You can also use your website to improve customer service. As well as having a user-friendly site, you can help new clients get to know you and your team. Include staff bios or embed a Twitter feed to build an intimate relationship with your customer.
React Before They Realise
Andy Fromm is president of Service Management Group, a firm that works with retail and restaurant chains on improving customer service.
Fromm says that if a waiter notices a customer hasn’t eaten much of their meal they should ask questions like, “Did this taste okay?”. If the waiter replaces the dish or removes it from the bill, it is “exponentially more beneficial,” than if the customer leaves unsatisfied and hungry.
When a customer has to point out a problem, it forces them to dwell on the complaint.
Make It Easy
Think about all the touch points a customer has with you from the moment they discover your business – either online, in the flesh, or through some other means. Consider how you can make any interaction easier.
Maybe your website could be simpler and easier to navigate. Maybe you could make it easier for people to find your premises or park nearby.
I recently learned of a martial arts organisation with an obscure name, who are trying to increase their members by doing demonstrations. Whenever someone sees them and asks how to join, they’re told to go home and look up the website.
Potential customers need to remember the name, know how to spell it, and then remember to Google the company. Hours after seeing the performance. Giving people a flyer or a business card would make it much easier!
Just Ask Them
It can be incredibly hard to see your own business from a customer’s perspective. How do you find the stumbling blocks that your customers experience? How exactly do you know what needs improving?
Many business owners fail to realise that you can always ask your customers for ways to improve your business. Talk to you best customers and those you have good relationships with. You might be surprised what they suggest.
My friend Andrew Griffiths tells of a hardware store that ran a competition every week, offering a gift voucher for the best business improvement idea. The competition was open to both staff and customers, and they received lots of great ideas that made them a lot of money.
As Andrew says:
Everyone looks at situations slightly differently.
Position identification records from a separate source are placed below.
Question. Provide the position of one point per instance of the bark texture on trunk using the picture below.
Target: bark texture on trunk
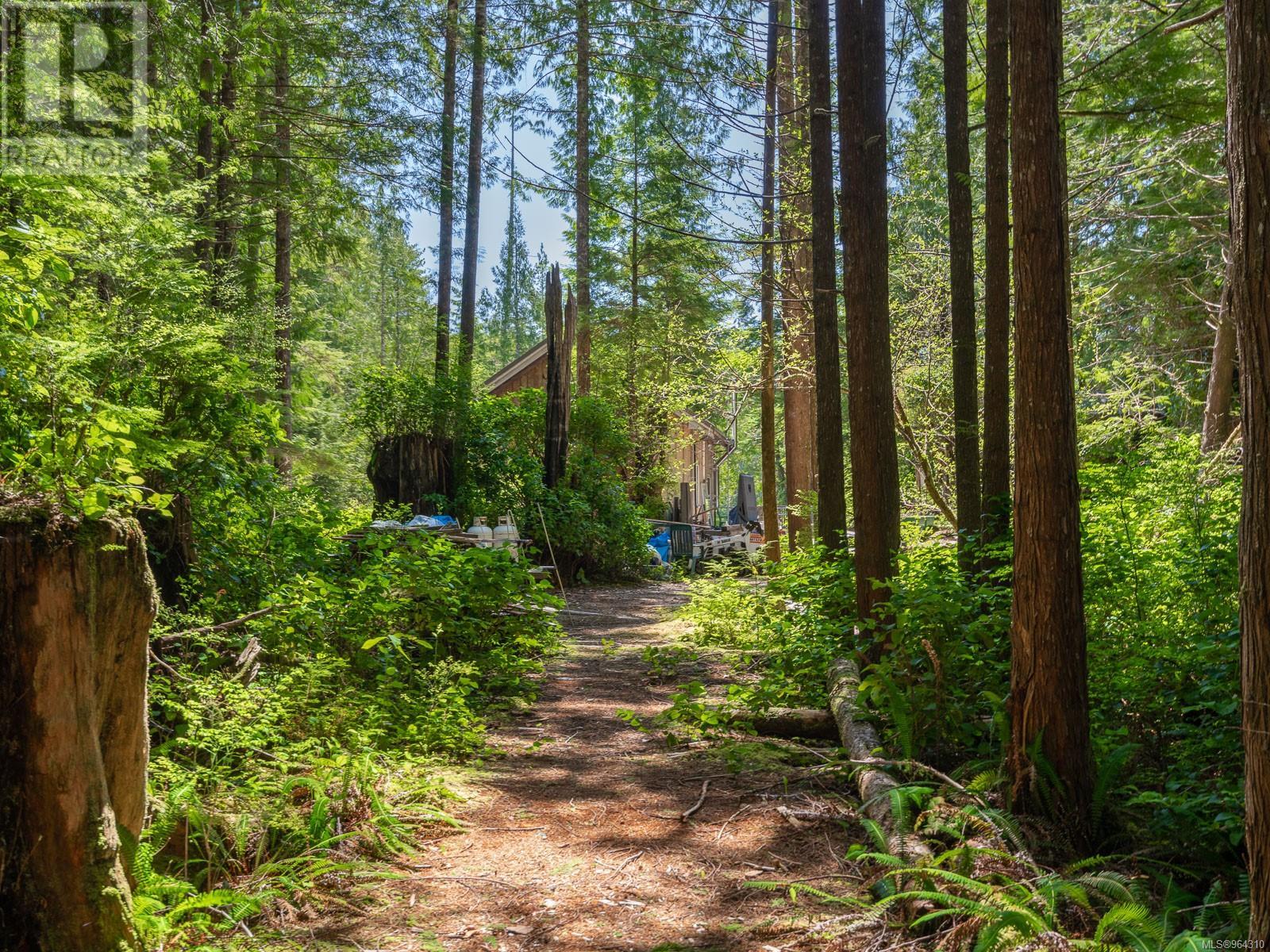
(1048, 682)
(559, 336)
(768, 412)
(226, 225)
(446, 240)
(996, 276)
(795, 215)
(205, 141)
(872, 397)
(412, 469)
(471, 219)
(1221, 378)
(965, 371)
(78, 602)
(832, 505)
(1248, 29)
(582, 200)
(283, 247)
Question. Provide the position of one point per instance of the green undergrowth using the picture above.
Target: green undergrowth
(273, 790)
(1159, 546)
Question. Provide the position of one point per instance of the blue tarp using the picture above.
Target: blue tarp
(662, 543)
(419, 522)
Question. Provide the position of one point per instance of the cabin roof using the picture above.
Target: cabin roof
(539, 352)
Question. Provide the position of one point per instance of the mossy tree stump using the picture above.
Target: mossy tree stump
(78, 602)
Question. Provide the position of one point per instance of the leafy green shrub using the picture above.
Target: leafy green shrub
(378, 662)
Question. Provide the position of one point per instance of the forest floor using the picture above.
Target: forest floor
(573, 835)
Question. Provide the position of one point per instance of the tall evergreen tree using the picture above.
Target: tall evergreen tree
(965, 372)
(872, 399)
(996, 273)
(825, 287)
(1248, 29)
(1049, 704)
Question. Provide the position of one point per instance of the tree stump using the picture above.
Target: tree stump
(412, 469)
(78, 602)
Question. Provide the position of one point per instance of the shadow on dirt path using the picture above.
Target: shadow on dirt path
(575, 839)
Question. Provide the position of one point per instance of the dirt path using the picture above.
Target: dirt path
(575, 838)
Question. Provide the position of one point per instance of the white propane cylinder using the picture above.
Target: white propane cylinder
(506, 535)
(484, 533)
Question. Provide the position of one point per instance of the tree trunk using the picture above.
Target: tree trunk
(222, 249)
(1248, 29)
(825, 292)
(872, 397)
(556, 443)
(795, 213)
(412, 469)
(283, 249)
(1048, 683)
(446, 240)
(772, 524)
(965, 371)
(78, 602)
(203, 148)
(471, 219)
(996, 276)
(1221, 378)
(582, 200)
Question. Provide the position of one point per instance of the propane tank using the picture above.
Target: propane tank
(484, 533)
(506, 533)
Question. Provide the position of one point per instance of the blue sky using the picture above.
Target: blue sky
(544, 225)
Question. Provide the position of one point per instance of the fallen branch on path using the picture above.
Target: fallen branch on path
(686, 814)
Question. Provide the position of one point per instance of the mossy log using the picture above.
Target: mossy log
(860, 740)
(803, 723)
(78, 602)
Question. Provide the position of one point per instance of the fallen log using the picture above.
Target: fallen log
(791, 723)
(860, 740)
(787, 724)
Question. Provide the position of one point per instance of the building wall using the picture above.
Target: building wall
(694, 463)
(533, 376)
(692, 460)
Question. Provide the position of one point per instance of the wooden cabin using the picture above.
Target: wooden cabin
(694, 460)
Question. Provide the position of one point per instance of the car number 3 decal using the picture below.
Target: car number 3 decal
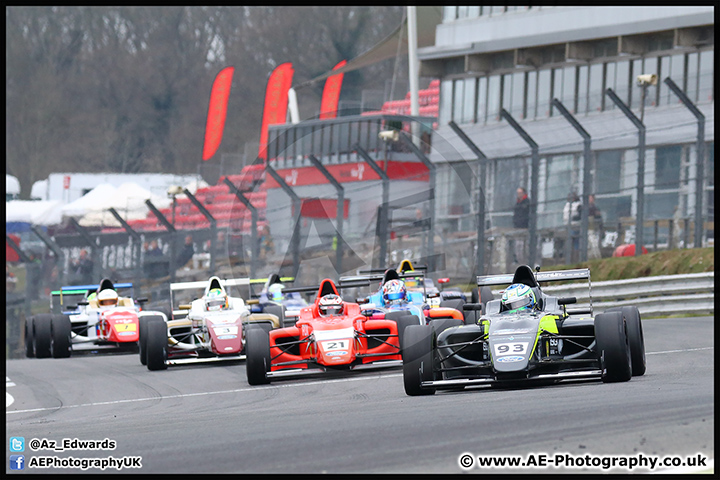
(335, 345)
(517, 348)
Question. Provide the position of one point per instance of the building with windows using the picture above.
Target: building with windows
(522, 58)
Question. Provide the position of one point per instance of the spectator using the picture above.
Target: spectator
(521, 212)
(186, 253)
(154, 250)
(10, 279)
(83, 268)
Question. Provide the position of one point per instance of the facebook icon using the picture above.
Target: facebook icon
(17, 444)
(17, 462)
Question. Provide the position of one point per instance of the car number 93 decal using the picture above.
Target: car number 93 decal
(513, 348)
(336, 345)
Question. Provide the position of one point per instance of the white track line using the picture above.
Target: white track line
(165, 397)
(249, 389)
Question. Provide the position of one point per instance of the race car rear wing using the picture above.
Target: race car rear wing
(559, 275)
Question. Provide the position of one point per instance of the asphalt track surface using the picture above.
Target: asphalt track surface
(207, 419)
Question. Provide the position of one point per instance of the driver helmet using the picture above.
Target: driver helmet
(275, 292)
(330, 304)
(216, 300)
(394, 291)
(518, 297)
(107, 298)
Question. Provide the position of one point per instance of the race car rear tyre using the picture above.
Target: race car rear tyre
(633, 324)
(29, 347)
(614, 347)
(418, 355)
(42, 339)
(257, 356)
(60, 329)
(142, 334)
(156, 344)
(440, 324)
(455, 303)
(404, 322)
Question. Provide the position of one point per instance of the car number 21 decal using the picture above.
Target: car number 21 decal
(516, 348)
(336, 345)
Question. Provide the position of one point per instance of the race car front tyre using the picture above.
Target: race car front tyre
(156, 344)
(142, 334)
(278, 311)
(257, 356)
(404, 322)
(29, 347)
(42, 339)
(633, 325)
(613, 346)
(418, 355)
(60, 329)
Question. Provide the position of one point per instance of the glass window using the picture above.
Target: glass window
(458, 93)
(569, 92)
(582, 100)
(544, 94)
(517, 95)
(633, 91)
(608, 82)
(595, 88)
(445, 110)
(693, 61)
(677, 75)
(531, 95)
(559, 181)
(493, 98)
(468, 115)
(557, 89)
(607, 171)
(482, 100)
(506, 89)
(622, 83)
(706, 87)
(449, 13)
(667, 167)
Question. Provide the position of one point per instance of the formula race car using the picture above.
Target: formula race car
(92, 316)
(330, 334)
(526, 335)
(393, 295)
(275, 300)
(210, 327)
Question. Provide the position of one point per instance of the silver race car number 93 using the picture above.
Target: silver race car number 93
(516, 348)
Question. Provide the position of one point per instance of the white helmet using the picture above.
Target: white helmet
(107, 298)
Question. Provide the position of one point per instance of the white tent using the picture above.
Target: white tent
(129, 202)
(43, 212)
(90, 201)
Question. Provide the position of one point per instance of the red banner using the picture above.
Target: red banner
(275, 110)
(217, 111)
(331, 93)
(322, 208)
(350, 172)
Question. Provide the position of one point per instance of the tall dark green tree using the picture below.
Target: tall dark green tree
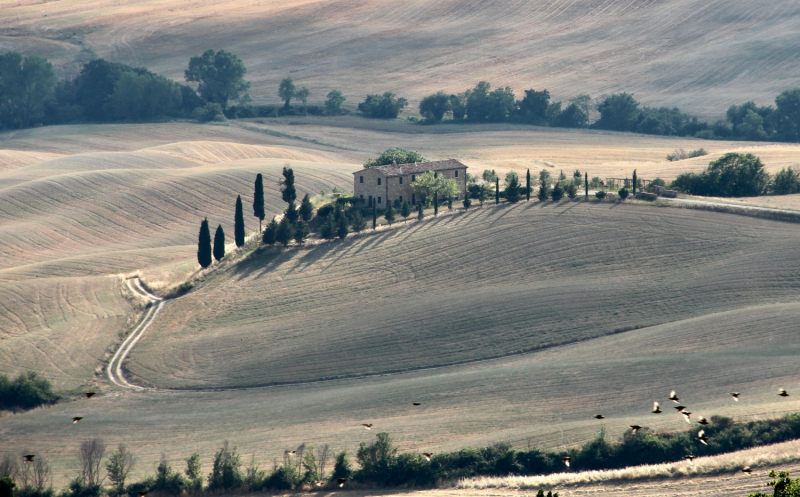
(389, 213)
(219, 243)
(288, 192)
(528, 186)
(220, 76)
(285, 232)
(306, 209)
(238, 223)
(258, 201)
(270, 232)
(204, 245)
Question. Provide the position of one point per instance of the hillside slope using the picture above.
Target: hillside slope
(489, 283)
(699, 55)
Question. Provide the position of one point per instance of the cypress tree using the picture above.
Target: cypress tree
(388, 214)
(289, 194)
(270, 232)
(204, 245)
(238, 223)
(258, 201)
(586, 183)
(528, 186)
(219, 243)
(306, 209)
(284, 232)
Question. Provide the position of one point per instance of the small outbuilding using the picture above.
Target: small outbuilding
(383, 184)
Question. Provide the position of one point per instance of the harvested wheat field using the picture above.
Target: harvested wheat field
(698, 55)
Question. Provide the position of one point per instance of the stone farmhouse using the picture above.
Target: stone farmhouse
(382, 184)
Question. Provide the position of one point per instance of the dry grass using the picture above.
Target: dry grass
(695, 54)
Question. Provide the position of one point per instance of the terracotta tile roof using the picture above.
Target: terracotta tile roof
(418, 167)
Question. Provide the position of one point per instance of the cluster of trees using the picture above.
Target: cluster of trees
(618, 112)
(738, 175)
(26, 391)
(380, 464)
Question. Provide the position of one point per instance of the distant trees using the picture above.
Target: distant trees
(204, 245)
(333, 103)
(238, 223)
(220, 76)
(386, 106)
(219, 243)
(258, 200)
(732, 175)
(398, 155)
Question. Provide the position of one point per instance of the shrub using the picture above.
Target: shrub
(26, 391)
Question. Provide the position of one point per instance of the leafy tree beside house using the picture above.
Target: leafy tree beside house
(220, 76)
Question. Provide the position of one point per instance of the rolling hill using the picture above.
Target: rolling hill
(701, 56)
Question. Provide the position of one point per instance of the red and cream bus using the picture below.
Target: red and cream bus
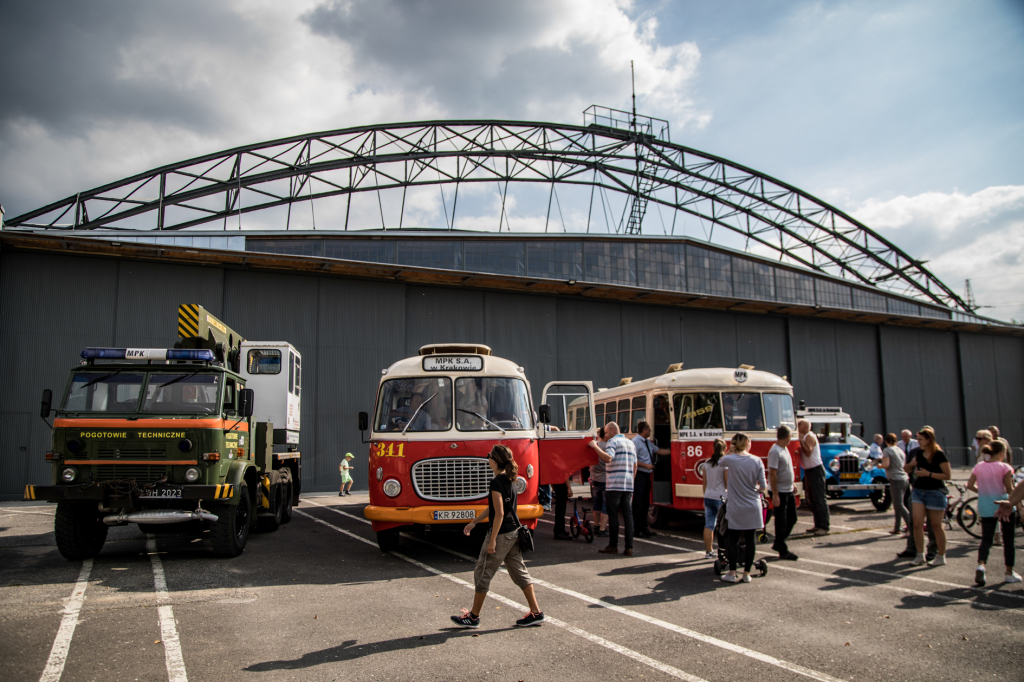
(687, 411)
(437, 416)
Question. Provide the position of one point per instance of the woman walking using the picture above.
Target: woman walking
(502, 543)
(893, 462)
(716, 479)
(743, 512)
(931, 469)
(992, 479)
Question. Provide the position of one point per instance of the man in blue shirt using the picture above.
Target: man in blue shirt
(621, 458)
(647, 452)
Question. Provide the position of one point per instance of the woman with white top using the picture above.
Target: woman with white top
(716, 480)
(743, 512)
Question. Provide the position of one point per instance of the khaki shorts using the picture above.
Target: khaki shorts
(506, 551)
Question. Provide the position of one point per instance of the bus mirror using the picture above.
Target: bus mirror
(246, 399)
(44, 408)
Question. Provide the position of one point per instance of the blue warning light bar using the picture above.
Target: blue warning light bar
(201, 354)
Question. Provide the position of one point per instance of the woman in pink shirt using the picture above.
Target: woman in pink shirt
(992, 479)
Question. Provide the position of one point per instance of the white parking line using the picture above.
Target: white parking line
(635, 655)
(61, 643)
(168, 632)
(735, 648)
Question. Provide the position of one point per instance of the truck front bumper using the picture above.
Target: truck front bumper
(425, 515)
(98, 492)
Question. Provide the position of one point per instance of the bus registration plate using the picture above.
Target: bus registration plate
(455, 514)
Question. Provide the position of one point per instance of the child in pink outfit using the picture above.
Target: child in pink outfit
(992, 480)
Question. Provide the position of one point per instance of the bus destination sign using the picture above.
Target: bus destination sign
(453, 364)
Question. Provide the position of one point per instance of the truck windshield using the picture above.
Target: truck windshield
(484, 403)
(428, 398)
(103, 391)
(189, 393)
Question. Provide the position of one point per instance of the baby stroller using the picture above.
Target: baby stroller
(721, 530)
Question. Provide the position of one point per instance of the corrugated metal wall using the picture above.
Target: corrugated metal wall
(53, 305)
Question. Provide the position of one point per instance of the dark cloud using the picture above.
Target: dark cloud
(69, 66)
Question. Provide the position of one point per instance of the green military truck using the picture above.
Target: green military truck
(157, 436)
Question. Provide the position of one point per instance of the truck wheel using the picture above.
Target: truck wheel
(79, 530)
(229, 533)
(387, 540)
(882, 499)
(286, 486)
(270, 521)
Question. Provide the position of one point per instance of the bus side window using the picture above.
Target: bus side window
(639, 413)
(698, 411)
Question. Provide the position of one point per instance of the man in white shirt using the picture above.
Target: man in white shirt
(780, 481)
(814, 477)
(647, 452)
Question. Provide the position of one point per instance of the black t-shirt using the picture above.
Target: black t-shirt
(935, 466)
(503, 485)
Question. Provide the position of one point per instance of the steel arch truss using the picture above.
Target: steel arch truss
(772, 217)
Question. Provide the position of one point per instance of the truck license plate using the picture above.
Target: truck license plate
(455, 514)
(164, 493)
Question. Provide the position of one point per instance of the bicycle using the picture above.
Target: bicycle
(965, 511)
(578, 525)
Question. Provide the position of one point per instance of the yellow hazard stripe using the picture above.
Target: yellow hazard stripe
(187, 321)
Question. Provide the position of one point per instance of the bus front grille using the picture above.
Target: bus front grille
(452, 478)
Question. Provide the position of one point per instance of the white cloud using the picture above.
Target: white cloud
(978, 237)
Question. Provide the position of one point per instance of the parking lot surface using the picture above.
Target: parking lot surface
(317, 600)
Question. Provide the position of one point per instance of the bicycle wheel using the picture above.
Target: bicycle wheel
(967, 517)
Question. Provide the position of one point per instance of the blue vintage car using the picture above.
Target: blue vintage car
(851, 472)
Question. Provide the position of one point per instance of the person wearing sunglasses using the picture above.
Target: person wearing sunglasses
(931, 470)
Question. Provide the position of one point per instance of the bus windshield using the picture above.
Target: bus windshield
(189, 393)
(103, 391)
(484, 403)
(428, 398)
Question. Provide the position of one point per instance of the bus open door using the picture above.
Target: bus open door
(567, 415)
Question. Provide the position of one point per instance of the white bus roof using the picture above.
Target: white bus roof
(715, 378)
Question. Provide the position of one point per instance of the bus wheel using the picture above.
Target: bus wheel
(882, 499)
(657, 517)
(387, 540)
(230, 531)
(79, 530)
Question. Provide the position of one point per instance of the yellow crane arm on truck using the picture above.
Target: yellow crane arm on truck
(198, 328)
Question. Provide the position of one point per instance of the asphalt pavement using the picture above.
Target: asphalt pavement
(317, 600)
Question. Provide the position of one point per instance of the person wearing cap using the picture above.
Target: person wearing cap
(346, 478)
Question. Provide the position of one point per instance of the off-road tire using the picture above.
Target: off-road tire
(79, 530)
(271, 521)
(388, 540)
(230, 531)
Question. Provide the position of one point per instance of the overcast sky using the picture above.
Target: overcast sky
(908, 115)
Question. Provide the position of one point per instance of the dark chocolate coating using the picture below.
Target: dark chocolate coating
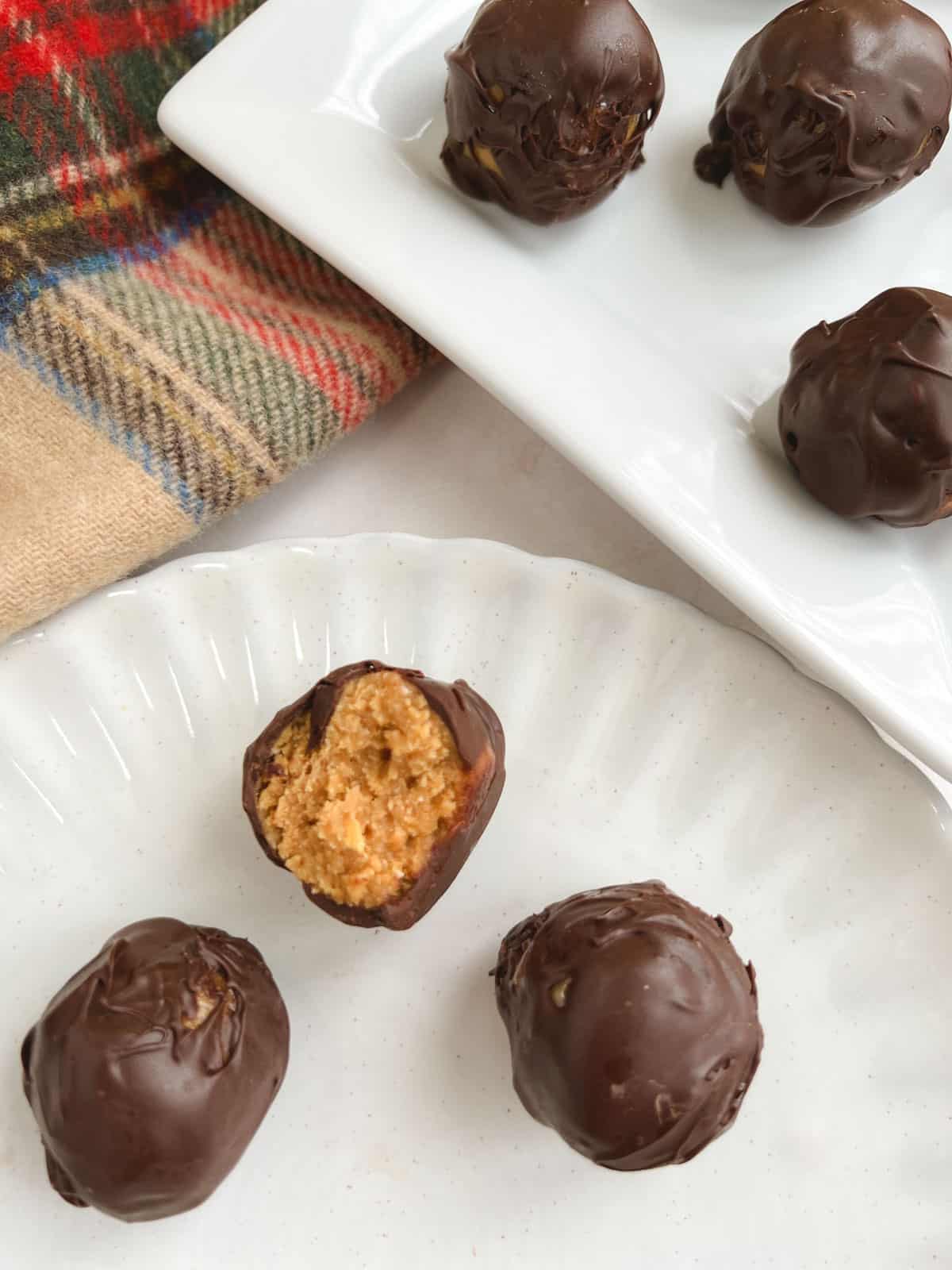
(550, 88)
(866, 414)
(143, 1117)
(831, 108)
(479, 738)
(632, 1024)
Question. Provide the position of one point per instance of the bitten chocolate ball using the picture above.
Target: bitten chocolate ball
(374, 787)
(632, 1024)
(831, 108)
(549, 103)
(152, 1070)
(866, 414)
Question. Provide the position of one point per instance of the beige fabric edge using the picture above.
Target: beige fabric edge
(75, 512)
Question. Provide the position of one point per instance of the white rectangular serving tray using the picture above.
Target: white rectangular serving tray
(645, 342)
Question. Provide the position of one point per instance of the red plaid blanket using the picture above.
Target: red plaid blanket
(165, 351)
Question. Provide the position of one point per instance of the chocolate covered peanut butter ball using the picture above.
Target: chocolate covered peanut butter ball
(152, 1070)
(374, 787)
(549, 103)
(632, 1024)
(866, 414)
(831, 108)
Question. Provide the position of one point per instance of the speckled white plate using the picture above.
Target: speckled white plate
(644, 341)
(645, 741)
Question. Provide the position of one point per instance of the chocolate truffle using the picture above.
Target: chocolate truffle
(866, 414)
(632, 1024)
(831, 108)
(549, 103)
(152, 1070)
(374, 787)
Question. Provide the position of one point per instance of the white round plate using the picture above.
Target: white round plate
(644, 741)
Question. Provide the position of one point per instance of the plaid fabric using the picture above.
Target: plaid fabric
(165, 351)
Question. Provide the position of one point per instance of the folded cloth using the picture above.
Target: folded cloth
(165, 351)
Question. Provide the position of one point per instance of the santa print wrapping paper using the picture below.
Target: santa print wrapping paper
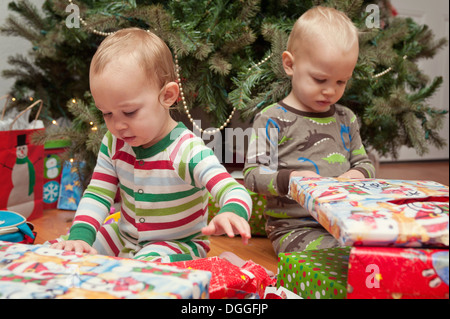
(394, 273)
(377, 212)
(38, 272)
(21, 173)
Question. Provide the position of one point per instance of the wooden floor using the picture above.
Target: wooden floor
(57, 222)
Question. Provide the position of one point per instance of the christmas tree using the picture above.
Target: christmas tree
(229, 58)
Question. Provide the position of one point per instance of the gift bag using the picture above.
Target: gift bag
(21, 168)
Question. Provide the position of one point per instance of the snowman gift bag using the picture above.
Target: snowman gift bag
(21, 164)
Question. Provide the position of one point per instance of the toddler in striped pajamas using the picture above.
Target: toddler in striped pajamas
(164, 172)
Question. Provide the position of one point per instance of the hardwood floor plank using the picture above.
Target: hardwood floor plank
(57, 222)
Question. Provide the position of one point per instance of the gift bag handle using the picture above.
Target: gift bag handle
(28, 108)
(6, 97)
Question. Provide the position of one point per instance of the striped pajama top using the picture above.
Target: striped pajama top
(164, 189)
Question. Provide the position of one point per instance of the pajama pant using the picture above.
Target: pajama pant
(298, 234)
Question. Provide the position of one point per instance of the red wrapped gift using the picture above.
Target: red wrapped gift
(230, 281)
(394, 273)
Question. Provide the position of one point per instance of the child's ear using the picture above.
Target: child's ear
(170, 94)
(288, 62)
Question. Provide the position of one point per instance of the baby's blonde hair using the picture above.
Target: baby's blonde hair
(150, 52)
(324, 22)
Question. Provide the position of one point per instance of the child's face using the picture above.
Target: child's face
(319, 76)
(131, 106)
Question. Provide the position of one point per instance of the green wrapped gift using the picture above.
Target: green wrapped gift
(257, 221)
(315, 274)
A million dollar idea could be in the head of one of your customers but they haven’t bothered to tell you about it because they don’t think you would be interested.
Make It Your Focus
The simple truth is that if you focus on giving your customers the best possible experience, your patients will never want to leave.
Yes, great dentistry is essential. But it’s not enough.
You need to give your patients the best care you can, from the very moment they come into contact with your business.
You need to make it as easy as possible for new people to start using your services.
You need to go the extra distance to cater to you clients.
And if you’re not sure how to improve things, just ask your patients.
You might discover how much they already value you – and gain a few golden nuggets of information on how you can improve their experience further.